With little money, fewer friends and no sporting venues; the 2012/13 Digicel Pro League is preparing for another kick-off.

The season is scheduled to start on 7 September with what is likely to be a Super Friday double-header. There is no word on who is playing yet, though. Or even what clubs are taking part in the competition.

If that reality conjures up visions of disorder, then one would not expect to find at the centre of the storm a more unlikely person. Pro League CEO Dexter Skeene sees a completely different picture.

“The League is at a place where it is strategically positioned to attract investors to come in,” Skeene told Wired868. “We are at a stage where I am excited by the prospects.”

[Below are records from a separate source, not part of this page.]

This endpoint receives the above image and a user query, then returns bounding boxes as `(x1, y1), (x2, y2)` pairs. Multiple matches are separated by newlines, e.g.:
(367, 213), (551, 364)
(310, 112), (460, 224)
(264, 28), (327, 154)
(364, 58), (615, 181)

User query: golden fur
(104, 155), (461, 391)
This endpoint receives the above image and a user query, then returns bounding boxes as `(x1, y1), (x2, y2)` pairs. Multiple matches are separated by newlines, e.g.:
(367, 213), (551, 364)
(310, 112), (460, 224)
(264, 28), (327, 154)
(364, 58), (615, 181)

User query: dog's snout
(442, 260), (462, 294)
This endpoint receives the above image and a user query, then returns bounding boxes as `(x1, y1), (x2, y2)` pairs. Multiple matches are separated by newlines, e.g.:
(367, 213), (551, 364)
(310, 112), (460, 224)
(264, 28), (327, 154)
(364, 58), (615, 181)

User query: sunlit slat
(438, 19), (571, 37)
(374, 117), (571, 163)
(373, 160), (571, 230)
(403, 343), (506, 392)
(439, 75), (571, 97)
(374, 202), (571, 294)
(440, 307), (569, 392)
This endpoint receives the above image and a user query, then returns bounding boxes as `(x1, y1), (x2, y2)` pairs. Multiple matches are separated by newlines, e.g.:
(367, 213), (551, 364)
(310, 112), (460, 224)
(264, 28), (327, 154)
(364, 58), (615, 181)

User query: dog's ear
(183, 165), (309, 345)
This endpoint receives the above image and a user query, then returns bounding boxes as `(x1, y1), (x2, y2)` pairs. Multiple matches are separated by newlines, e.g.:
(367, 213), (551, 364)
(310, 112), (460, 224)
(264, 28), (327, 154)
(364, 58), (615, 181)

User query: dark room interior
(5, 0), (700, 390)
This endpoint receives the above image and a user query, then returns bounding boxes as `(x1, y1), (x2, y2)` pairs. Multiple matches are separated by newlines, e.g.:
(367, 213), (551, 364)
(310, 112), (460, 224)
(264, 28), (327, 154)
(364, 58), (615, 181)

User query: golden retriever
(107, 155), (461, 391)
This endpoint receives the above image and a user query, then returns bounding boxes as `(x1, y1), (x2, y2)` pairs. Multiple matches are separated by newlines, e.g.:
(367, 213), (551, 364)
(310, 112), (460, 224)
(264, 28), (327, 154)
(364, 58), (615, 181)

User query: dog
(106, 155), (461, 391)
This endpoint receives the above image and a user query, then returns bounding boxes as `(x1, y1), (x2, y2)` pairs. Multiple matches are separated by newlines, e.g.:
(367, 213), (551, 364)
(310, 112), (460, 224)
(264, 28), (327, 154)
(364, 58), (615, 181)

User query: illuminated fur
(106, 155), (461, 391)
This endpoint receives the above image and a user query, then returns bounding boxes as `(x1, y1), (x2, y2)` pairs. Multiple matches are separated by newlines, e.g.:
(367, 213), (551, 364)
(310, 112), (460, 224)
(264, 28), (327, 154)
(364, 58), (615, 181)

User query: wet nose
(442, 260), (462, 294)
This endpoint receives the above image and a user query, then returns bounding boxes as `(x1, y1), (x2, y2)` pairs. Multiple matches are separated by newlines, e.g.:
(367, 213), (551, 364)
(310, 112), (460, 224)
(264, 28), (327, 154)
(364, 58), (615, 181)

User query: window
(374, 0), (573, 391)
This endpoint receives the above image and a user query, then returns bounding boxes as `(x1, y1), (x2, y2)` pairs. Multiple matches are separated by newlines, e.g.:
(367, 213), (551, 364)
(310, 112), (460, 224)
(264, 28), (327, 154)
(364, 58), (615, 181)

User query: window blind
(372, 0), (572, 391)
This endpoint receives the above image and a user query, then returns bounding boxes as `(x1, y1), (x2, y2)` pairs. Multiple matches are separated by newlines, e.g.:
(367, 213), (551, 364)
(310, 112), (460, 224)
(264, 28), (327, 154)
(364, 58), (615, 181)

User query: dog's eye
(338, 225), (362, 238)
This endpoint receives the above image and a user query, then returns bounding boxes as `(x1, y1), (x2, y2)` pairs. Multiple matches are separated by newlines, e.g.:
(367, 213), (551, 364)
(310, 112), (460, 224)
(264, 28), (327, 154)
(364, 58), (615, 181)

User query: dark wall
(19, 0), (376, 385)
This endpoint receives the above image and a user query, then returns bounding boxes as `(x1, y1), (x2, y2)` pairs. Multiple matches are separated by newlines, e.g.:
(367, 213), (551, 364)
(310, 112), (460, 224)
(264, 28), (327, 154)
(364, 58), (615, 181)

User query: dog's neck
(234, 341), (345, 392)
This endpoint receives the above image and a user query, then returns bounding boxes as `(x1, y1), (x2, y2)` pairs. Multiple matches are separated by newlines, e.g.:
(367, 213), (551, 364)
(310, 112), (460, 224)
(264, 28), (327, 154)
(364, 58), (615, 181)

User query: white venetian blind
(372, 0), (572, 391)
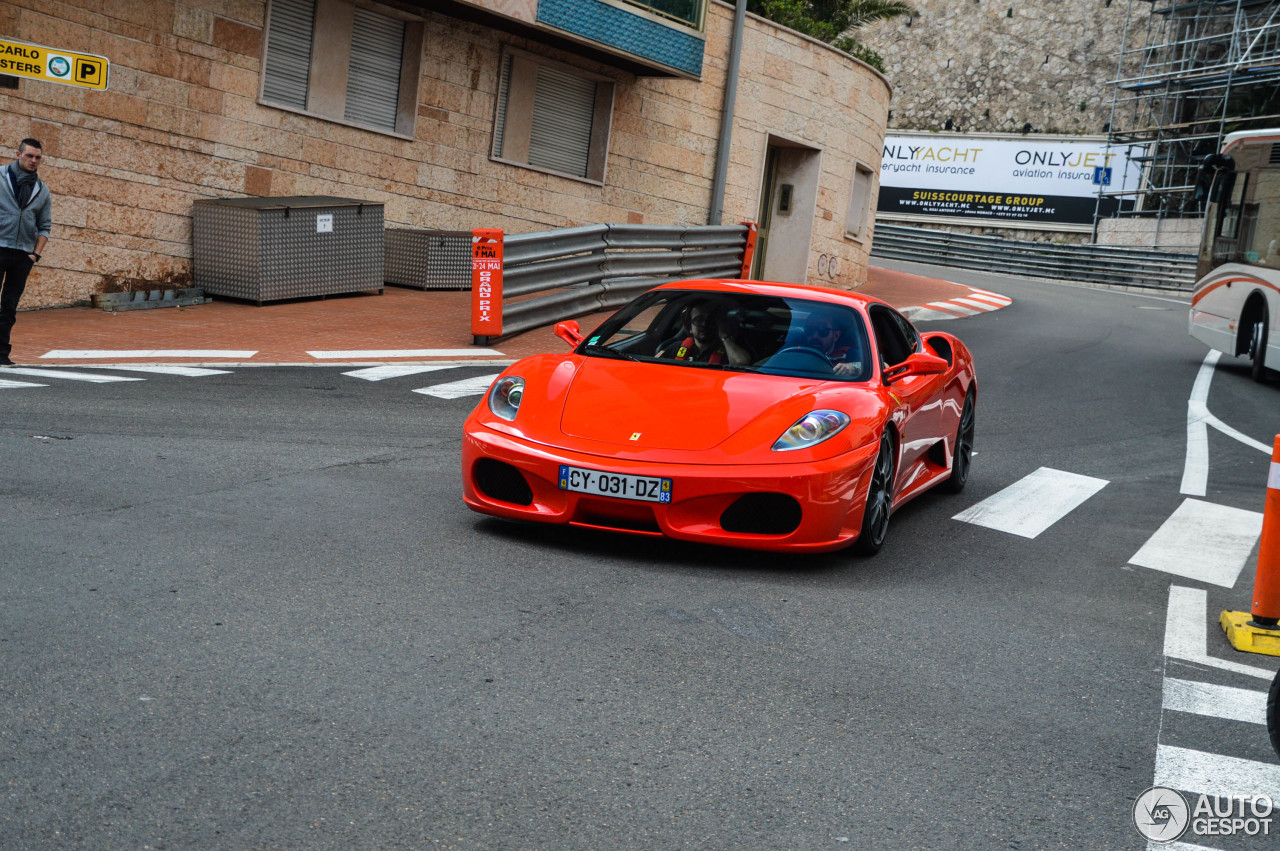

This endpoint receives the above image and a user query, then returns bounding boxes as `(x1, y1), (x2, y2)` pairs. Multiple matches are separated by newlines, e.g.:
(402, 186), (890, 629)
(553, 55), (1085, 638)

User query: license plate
(559, 465), (671, 503)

Never fidgeting, lowering his voice or losing eye contact, the 48-year-old CEO made no attempt to feign a bond with the interviewer by leaning forward in his chair. He just smiled.

“In an ideal world, the fixtures would be up,” said Skeene. “That is best practice. But given our circumstances with Jabloteh still trying to raise money and clubs wanting to come in, I think it would be foolhardy to not be as facilitating as possible.

“We want to give the Brent Sanchos and so on every opportunity to come into the League.”

As the League struggles to make an impact on Trinidad and Tobago’s armchair sport fans and clubs fight to stay afloat in the face of sizeable financial challenges, Skeene has his fair share of critics. Some say it is a minor miracle that the League endures and blame Skeene for that fact. It does not seem to have crossed their minds that they should instead be thanking him.

The League is often compared—unfavourably—to longer-established overseas competitions like the English domestic game and even the United States’ Major League Soccer (MLS). Its inability to provide more than a week’s notice for fixtures irks teams and supporters alike while the uncertainty about which clubs will compete next season has created an environment conducive to rumour-mongering and doomsaying.

Eternally optimistic and composed, Skeene sees these negatives merely as growing pains for a young competition.

According to him, the League was forced to delay word on next season’s participating clubs so as to give founding member San Juan Jabloteh every opportunity to find the funding necessary to stay in the competition. Jabloteh, once bankrolled by CLICO, lost its sponsorship deal with Adam’s Construction last season and was inexplicably bypassed for assistance by the Sport Ministry.

Moreover, League Chairman Larry Romany doubles up as the Trinidad and Tobago Olympic Committee (TTOC) head and has only just returned from the London 2012 Olympics. And final word on participation cannot come until Romany convenes a meeting of the various club representatives to review the applications from potential Pro League teams.